Taiwan varies from gently rolling plains in the West to towering, forested mountain ranges in the East. In the South, the island runs through the Tropic of Cancer, and receives almost daily rainfall during the summer. In the North, the island experiences a calmer subtropical climate. Taiwan is an island of variety, where one can climb both mountains and skyscrapers. The region’s modern economy and long history offers visitors a vast selection of historical and entertainment destinations throughout the island.

 

In 1544, the crew of a passing Portuguese ship named Taiwan Ilha Formosa, which means “Beautiful Island”. However, the Portuguese were not the first to come across this beautiful island. There is evidence of human settlement on the island as early as 30,000 years ago, though the origins and eventual fate of these peoples remains unknown. The ancestors of the modern aboriginal groups are believed to have come to the island from Polynesia some 4,000 years ago. The various tribes of the island eventually developed a supra-tribal alliance, forming the Kingdom of Middag by the middle of the 16th century. They enjoyed a generally agreeable, if not occasionally violent, relationship with Dutch settlers, who had established a colony on the island in 1624.

 

While there is still debate over when the first Han Chinese came to Taiwan, they did not come in great numbers until the late 16th century. Amongst the increasing flow of Han Chinese was a group of Ming loyalists fleeing the army of the new Qing dynasty. This group formed the Kingdom of Tungning and shortly came into direct hostilities with the Dutch and Middag, whose resources and land they were encroaching upon. However, this period of open strife was short lived, as the island was annexed by the Qing dynasty in 1683. Large numbers of Han Chinese were then migrated to the island as part of a colonization effort by the Qing government to help sinicize the aboriginal population. However, the mix of Han colonists, hostile indigenous tribes, and rampant piracy made administration of the island very difficult. After the Qing defeat in the First Sino-Japanese War, the island was formally ceded to the Empire of Japan.
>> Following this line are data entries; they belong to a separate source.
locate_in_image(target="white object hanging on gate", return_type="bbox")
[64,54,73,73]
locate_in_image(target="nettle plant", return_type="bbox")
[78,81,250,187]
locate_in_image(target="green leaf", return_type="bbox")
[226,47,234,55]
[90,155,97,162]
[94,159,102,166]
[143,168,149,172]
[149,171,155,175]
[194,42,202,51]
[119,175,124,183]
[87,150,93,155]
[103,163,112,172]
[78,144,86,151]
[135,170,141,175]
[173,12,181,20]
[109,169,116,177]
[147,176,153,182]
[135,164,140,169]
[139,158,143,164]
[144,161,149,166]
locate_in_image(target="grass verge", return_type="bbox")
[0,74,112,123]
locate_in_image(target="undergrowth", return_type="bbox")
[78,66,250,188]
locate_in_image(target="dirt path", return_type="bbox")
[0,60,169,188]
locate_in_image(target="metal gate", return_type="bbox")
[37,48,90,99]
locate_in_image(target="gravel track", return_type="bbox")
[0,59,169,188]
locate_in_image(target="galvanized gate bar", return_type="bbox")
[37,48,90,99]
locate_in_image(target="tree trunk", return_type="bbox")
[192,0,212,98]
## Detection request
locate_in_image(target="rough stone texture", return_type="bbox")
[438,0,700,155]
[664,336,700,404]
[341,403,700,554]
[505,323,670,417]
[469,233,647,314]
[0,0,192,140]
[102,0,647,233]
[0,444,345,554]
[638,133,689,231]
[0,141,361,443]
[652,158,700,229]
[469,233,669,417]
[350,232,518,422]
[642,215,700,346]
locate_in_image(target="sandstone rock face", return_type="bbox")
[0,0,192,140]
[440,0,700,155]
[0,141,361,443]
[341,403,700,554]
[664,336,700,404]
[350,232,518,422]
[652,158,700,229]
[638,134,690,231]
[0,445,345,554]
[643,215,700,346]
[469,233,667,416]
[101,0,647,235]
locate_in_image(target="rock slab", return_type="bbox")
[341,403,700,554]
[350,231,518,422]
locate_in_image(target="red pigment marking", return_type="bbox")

Taiwan remained under Japanese rule until their loss at the end of World War II, at which time sovereignty of the island was transferred to the Republic of China.

 

In 1949, during the Chinese Civil War, the ROC government retreated from mainland China to the island of Taiwan, and the political status of the island has remained unchanged ever since. While hostilities have cooled over the past century, the ROC and PRC continue to both claim sovereignty over China and Taiwan. The ROC enforced strict rule under martial law through most of the Cold War, but in the mid-1980s the government began a series of reforms towards democracy and liberalization that have changed the island drastically.

 

Rapid industrialization has transformed Taiwan from a largely rural Japanese colony to one of the most advanced economies in the world. Rated as one of the Four Asian Tigers, Taiwan’s advanced technology sector plays a key role in the world economy. Though the majority of Taiwan’s population is Han Chinese, the influence of the many different peoples and cultures that have inhabited the island can be felt in the culture and features of this first world economy.